Stephanie Pakrul created a flowchart for getting what you want delivered, like food, drink, clothes, drugs, and things that "cannot be categorized." "Bring me what? A visual guide to on-demand delivery in San Francisco" (Medium) |
Being in San Francisco and the Valley today, or other tech savvy bastions of capital like New York, it's hard not too see a bubble when the umpteenth food delivery service turns up in the app store. The chart above indicates the absurdity of the combinations and flavors available. But is it really so crazy…? For example, Brian Chesky of Airbnb shared a few of his original rejection letters 7 Rejections — Medium. The iPhone and mobile internet have unleashed the sharing economy in a way that does enable some initially crazy ideas to blossom.
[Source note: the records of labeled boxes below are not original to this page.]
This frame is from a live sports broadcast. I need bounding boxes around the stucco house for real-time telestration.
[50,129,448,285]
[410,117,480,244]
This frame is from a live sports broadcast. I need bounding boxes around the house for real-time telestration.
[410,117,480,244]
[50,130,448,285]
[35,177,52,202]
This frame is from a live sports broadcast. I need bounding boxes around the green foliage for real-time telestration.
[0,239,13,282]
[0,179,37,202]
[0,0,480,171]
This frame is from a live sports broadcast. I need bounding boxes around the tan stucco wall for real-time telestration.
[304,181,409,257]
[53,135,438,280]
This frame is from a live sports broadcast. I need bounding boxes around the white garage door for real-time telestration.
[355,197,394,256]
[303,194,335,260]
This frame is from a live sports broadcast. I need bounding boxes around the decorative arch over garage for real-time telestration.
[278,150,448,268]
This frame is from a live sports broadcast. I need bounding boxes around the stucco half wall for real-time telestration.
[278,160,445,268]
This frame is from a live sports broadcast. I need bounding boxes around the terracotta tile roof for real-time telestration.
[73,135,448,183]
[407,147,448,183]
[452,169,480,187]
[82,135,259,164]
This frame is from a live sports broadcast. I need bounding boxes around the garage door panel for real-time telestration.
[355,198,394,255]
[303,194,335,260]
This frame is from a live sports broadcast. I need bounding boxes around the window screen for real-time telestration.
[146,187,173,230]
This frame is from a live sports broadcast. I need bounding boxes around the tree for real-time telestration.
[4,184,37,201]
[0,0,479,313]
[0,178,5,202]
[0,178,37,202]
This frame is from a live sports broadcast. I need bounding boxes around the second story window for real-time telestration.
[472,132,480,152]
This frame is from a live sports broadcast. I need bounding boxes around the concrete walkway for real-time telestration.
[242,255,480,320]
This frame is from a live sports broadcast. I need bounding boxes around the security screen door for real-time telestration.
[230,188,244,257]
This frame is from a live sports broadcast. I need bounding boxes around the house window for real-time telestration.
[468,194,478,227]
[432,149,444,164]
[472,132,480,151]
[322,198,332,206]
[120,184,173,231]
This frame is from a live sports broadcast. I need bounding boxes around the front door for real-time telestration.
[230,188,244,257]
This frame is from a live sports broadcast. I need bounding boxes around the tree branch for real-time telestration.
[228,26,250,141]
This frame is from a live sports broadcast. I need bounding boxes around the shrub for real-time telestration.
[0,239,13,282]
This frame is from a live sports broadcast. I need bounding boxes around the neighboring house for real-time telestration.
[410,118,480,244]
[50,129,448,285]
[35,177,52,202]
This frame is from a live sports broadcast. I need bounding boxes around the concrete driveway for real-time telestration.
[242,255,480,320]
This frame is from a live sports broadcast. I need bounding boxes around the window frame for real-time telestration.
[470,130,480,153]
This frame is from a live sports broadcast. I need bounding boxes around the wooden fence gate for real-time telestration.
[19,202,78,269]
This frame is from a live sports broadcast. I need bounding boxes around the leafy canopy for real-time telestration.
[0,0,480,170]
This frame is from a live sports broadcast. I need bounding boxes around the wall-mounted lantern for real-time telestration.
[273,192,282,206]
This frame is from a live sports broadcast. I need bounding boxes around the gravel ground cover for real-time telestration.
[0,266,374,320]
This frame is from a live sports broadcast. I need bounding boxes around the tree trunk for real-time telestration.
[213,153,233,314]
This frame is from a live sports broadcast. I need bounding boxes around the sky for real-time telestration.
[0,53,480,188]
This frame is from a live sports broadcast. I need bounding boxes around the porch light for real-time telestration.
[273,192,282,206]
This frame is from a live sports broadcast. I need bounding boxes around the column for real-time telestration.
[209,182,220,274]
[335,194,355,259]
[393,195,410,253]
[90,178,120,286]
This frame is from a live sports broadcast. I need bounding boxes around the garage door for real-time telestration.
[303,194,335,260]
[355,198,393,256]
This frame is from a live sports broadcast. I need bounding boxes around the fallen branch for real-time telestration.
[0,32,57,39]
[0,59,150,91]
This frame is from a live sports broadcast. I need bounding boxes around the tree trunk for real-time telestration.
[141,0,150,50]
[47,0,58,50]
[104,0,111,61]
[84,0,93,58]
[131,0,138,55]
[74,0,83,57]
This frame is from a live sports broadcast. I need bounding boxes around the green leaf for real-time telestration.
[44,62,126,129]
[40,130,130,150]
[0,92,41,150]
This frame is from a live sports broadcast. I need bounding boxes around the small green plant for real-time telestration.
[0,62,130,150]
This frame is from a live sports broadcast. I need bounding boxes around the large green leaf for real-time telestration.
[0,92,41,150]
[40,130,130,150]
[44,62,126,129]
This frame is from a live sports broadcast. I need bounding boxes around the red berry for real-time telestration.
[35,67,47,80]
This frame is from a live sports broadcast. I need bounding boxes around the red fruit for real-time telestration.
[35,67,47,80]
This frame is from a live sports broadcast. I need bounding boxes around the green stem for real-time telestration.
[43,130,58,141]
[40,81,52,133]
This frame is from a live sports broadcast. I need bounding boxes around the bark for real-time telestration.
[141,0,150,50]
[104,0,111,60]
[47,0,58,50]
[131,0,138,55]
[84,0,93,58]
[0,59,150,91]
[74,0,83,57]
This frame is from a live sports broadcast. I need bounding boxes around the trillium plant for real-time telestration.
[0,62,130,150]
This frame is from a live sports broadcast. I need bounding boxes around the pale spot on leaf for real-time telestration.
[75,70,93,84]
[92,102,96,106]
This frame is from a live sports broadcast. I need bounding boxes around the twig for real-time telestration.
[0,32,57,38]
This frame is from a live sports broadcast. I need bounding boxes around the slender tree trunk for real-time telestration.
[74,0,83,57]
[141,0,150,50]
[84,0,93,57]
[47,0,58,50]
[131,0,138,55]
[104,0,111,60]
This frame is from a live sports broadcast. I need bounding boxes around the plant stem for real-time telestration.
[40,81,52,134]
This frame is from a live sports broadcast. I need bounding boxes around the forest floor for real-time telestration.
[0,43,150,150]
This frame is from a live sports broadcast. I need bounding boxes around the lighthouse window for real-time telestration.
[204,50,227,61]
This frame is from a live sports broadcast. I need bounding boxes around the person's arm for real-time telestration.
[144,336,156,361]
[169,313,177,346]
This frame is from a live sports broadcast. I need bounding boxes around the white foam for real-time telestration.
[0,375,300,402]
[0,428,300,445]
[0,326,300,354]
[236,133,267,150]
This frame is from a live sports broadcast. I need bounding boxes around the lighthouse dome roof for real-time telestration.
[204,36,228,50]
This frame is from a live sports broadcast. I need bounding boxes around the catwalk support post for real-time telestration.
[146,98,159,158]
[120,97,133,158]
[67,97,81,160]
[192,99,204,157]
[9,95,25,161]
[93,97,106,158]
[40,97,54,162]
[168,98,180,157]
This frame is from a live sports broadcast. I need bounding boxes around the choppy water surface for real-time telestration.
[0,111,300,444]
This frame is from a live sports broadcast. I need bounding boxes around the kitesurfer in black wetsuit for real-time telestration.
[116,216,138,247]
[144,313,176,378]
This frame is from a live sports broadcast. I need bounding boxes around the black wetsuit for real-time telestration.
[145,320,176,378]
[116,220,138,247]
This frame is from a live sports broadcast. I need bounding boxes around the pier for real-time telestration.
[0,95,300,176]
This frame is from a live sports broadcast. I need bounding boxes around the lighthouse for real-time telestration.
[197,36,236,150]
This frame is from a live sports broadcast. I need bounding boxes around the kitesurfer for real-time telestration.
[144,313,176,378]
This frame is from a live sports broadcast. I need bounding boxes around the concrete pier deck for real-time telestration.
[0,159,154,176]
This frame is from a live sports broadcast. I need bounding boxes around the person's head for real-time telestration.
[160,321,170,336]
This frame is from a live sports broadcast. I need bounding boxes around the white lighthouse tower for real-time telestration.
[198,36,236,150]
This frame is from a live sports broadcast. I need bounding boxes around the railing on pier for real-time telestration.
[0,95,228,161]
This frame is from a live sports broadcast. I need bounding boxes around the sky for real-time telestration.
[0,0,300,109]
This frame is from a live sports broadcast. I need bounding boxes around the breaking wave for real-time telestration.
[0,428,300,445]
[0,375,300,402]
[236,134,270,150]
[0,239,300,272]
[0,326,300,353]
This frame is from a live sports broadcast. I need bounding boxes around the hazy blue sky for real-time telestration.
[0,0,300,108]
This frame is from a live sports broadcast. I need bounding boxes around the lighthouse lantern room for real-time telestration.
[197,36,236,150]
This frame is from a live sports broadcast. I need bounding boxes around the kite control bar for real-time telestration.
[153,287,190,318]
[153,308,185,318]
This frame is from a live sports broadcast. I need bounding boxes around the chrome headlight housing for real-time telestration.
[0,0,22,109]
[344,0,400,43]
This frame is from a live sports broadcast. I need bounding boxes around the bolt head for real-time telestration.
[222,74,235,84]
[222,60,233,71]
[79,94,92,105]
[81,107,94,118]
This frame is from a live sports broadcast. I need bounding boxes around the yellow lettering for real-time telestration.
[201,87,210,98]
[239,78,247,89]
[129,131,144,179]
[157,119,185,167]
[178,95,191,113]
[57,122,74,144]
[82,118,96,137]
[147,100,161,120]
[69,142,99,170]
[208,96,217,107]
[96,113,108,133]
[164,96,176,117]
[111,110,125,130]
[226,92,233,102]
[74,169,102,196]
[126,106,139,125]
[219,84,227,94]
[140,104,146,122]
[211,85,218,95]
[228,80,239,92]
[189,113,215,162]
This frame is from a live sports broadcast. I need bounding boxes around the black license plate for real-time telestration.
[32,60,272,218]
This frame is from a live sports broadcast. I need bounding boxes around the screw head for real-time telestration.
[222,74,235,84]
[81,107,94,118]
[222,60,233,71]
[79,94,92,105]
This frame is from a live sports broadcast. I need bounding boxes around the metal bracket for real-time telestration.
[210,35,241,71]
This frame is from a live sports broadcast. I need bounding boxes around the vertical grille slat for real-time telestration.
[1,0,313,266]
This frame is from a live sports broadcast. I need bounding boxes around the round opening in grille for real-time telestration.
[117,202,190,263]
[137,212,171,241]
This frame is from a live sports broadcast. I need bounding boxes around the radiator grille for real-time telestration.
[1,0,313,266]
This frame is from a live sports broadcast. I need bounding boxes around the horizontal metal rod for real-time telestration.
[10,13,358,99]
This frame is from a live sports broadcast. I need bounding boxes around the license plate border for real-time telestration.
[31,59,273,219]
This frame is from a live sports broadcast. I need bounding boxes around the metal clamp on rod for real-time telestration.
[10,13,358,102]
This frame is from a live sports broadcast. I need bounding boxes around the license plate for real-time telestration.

The Economist explains how there is a lot of private capital right now chasing these ideas, and it probably is driving up their valuations in the private space on the promise of future market share dominance. Not many of us will be too sad to see a billionaire lose some of his or her bet.
We do see this in the public space too. In recent earnings seasons, the volatility around stocks like Netflix, Twitter, Yelp and Linkedin is indicative of their reliance on user and engagement momentum. These companies do not make a profit - even if sometimes they indicate one with their non-GAAP results (How Much Do Silicon Valley Firms Really Earn? - Barron's). So their valuation is based on their user trajectory towards a far off level that the community assumes ensures unassailable revenues and profits.
Twitter is the most interesting of these right now, as it grapples with its product strategy and path to profitable growth as a public company (What Twitter Can Be. | LOWERCASE capital). Perhaps it really should have stayed private. Or perhaps it needed to go public to go bust and finally get picked up by Google or Facebook that can best leverage it's functionality within a larger platform. I personally struggle with Twitter as a business, while see great value in its role in the great moments of our lives today. That role just does not seem to monetize to me.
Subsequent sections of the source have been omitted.